Com liberdade total, o diretor consegue mais uma vez levar o espectador para um mundo de fantasias, te fazendo acreditar literalmente no que seu olhos veem, desde o personagem demoníaco até uma incrível trupe de outras criaturas. O segredo, parecendo ser uma combinação de ausência (pelo menos um número bem pequeno) de imagens geradas por computador (CGI), substituídas por bons e velhos animatronics e maquiagens, o que deixa tudo com um sensaçãoo de real, além ainda, de um modo de colocar todo e qualquer personagem do jeito mais humano possível, com características e reações próximas do mundo real a que estamos acostumados. Assim como George Lucas se sagrou fazendo em suas Guerras nas Estrelas.

Cada “aberração” que aparece na tela, mesmo as de passagem, são tão bem caracterizadas que parecem “vazar contexto”, ganhando vida seja na menor à maior das participações. Isso sem contar os personagens principais, esses dando um show à parte, principalmente o aquático Abe Sapiens, que ganha mais espaço do que no primeiro, enriquecendo demais todo filme e, com Hellboy, formam uma dupla impagável, que já valem o ingresso tanto pela profundidade que o diretor consegue impor em ambos, quanto pela atuação de Doug Jones e Ron Perlman, no controle total de seus personagens.

O grande problema de Hellboy II – O Exército Dourado é um roteiro fraco que não faz jus nem ao primeiro, que já não era grande coisa. Na trama, Hellboy e sua equipe tem que impedir que o príncipe do reino das fadas acorde o tal Exército Dourado e domine todo mundo dos humanos, o vermelhão ainda tem que lidar com um novo elemento em seu grupo, destacado, única e exclusivamente, para conter seu forte temperamento, e, para completar, ainda enfrenta o maior de todos problemas, seu relacionamento com Liz Sherman (Selma Blair).

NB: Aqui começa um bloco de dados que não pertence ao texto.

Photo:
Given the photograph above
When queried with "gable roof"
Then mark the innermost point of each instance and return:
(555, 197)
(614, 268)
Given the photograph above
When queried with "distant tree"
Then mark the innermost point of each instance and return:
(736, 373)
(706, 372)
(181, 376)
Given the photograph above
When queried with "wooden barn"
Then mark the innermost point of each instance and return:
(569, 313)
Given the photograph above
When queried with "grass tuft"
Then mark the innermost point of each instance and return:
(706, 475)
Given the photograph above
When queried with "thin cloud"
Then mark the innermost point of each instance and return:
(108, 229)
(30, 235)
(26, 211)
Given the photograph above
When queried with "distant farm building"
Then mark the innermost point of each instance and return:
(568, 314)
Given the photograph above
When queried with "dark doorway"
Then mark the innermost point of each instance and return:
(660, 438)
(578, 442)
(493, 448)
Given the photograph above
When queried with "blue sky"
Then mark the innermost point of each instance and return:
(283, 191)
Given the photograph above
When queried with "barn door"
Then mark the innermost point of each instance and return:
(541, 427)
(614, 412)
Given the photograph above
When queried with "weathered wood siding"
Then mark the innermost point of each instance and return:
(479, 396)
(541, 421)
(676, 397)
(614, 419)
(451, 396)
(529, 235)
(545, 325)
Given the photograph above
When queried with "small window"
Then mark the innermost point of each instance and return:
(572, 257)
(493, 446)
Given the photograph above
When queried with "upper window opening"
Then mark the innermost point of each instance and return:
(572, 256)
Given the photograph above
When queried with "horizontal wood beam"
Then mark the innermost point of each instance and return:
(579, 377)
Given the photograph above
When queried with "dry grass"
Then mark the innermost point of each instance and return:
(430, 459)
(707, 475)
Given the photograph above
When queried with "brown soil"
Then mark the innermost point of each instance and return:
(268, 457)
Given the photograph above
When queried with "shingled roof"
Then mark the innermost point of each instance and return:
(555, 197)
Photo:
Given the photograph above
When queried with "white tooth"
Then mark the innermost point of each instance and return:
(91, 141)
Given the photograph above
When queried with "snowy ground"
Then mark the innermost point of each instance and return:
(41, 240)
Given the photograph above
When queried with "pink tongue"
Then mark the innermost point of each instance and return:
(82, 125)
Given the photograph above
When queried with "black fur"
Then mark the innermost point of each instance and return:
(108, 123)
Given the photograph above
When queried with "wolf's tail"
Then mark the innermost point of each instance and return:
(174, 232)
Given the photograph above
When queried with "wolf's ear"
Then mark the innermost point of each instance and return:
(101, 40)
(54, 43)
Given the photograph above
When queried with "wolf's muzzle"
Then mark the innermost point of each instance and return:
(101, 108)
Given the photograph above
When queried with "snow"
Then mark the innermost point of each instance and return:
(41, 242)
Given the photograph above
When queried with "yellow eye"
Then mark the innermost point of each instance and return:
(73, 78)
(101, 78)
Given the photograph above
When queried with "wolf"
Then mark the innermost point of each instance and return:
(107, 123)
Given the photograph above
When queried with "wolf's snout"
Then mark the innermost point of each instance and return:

Enquanto trata dos personagens e seus problemas mundanos, o filme anda que é uma maravilha, mas quando a trama precisa focar o resto, derrapa em uma trama óbvia que não deixa duvidas de onde está indo e muito menos como vai chegar. Assim que apresentadas, ficam mais que claras todas reviravoltas de cada personagens, cada sacrifício e cada próximo passo de todo mundo. E mesmo limpa em todos seus elementos narrativos, a história vai trazer muito poucas surpresas para qualquer espectador um pouco mais experiente, coisa que pode até irritá-los um pouco. Assim como uma pseudo mensagem ecológica, que passa quase despercebida, mas que, com certeza, não prejudicará o resto do andamento do filme.

Del Toro acerta na mosca quando faz todo visual ser arrebatador, não perdendo uma chance de ser exagerado, com cenários e sequencias de encher os olhos , assim como a aproximação dos personagens com o espectador, tudo isso mascarando perfeitamente essas falhas no roteiro (falhas que ele parece saber que existem e como lidar com elas), além de pontuar muito bem o filme com cenas de ação muito bem pensadas, criativas e empolgantes. Mas talvez, seu grande acerto, e contribuição para o cinema atual, seja conseguir transportar todos dentro do cinema para um mundo de fantasias, um mundo que as vezes os anos passados não deixam que ele seja revisitado.
No começo do filme, o jovem Hellboy é transportado para um mundo de boneco de madeira travando uma guerra pelo mundo através das palavras de seu pai adotivo (talvez a sequencia mais bacano do filme todo), no resto do tempo, Del Toro, transporta o espectador para um mundo onde você lembra o que deixou para trás em sua infância, e que na verdade, precisa é ser resgatado mais vezes.

Hellboy II – The Golden Army (EUA/Ale, 2008) escrito e dirigido por Guillermo Del Toro com Ron Pearlman, Selm Blair, Doug Jone, Luke Goos e Anna Watson.